If the currents of our present culture are driving fiction to its most predictable, most conventional paths, what are the under- currents that can alter that path? The German writer Rudolf Pannwitz, known mostly via Walter Benjamin’s essay on translation “The Translator’s Task,” criticized translators who “germanize Indic Greek English instead of indicizing, graecizing, anglicizing German.” In other words, he thought of translation as a means to foreignize the language into which something was being translated, rather than a task that domesticized a foreign language, making it more palatable and digestible. His criticism continues: “They are far more awed by their own linguistic habits than by the spirit of the foreign work . . . the fundamental error of the translator is that he holds fast to the state in which his own language happens to be rather than allowing it to be put powerfully in movement by the foreign language . . . he must broaden and deepen his own language through the foreign one.” Pannwitz is referring to translators when he writes this, but he may as well be referring to writers more generally, and even to readers.
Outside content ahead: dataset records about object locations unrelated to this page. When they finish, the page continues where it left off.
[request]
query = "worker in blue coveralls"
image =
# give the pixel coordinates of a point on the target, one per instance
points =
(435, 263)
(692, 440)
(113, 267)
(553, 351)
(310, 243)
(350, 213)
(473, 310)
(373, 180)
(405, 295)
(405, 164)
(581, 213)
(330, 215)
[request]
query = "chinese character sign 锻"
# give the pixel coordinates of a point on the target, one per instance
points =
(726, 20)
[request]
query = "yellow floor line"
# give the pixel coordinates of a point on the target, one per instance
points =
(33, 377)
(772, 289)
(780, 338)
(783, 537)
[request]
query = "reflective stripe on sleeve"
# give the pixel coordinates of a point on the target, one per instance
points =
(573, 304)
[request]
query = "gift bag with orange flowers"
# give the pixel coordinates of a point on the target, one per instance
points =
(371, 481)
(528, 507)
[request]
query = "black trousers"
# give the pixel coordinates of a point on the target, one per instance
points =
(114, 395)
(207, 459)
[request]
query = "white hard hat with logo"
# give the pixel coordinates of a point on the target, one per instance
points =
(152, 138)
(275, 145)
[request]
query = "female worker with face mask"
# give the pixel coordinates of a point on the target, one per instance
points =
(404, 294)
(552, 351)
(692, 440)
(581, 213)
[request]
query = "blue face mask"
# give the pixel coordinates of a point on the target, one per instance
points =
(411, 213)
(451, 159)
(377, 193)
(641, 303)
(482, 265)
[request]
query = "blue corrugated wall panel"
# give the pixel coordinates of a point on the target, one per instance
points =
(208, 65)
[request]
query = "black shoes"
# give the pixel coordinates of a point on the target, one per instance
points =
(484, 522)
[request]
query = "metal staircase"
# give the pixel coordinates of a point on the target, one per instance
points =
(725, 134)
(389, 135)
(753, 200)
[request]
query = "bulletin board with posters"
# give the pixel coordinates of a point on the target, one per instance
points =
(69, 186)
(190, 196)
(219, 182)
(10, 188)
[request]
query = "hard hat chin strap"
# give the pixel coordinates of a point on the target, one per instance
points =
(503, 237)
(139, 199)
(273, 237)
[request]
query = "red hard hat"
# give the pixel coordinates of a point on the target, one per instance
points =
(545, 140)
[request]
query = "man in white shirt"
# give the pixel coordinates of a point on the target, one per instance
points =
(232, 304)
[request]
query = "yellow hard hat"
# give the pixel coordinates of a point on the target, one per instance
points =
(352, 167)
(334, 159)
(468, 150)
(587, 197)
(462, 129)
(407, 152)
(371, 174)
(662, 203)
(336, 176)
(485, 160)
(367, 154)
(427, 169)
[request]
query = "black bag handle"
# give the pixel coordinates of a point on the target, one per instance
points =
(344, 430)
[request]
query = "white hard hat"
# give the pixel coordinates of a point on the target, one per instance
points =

This idea of translation as a kind of fertile contamination, as a way of putting a language back in movement by allowing the currents of different languages, foreign to one another, to mix and blend is, deeper down, a theory of writing and reading. And it is, moreover, an approach to literature that motivates and animates this year’s awards and anthology.
Perhaps no other genre encapsulates the general sensibility of a society in a particular moment in time as much as the short story. The short story is like a slice of the immediate present. Novels, because they are usually long-term commitments, may encapsulate the ethos of an era; the short story, the temperature of a moment. And this moment, as these twenty stories will hopefully show, is a moment in which we are beginning to open the doors and windows of this old locked-down house, letting new light and air come in to stir us powerfully into movement.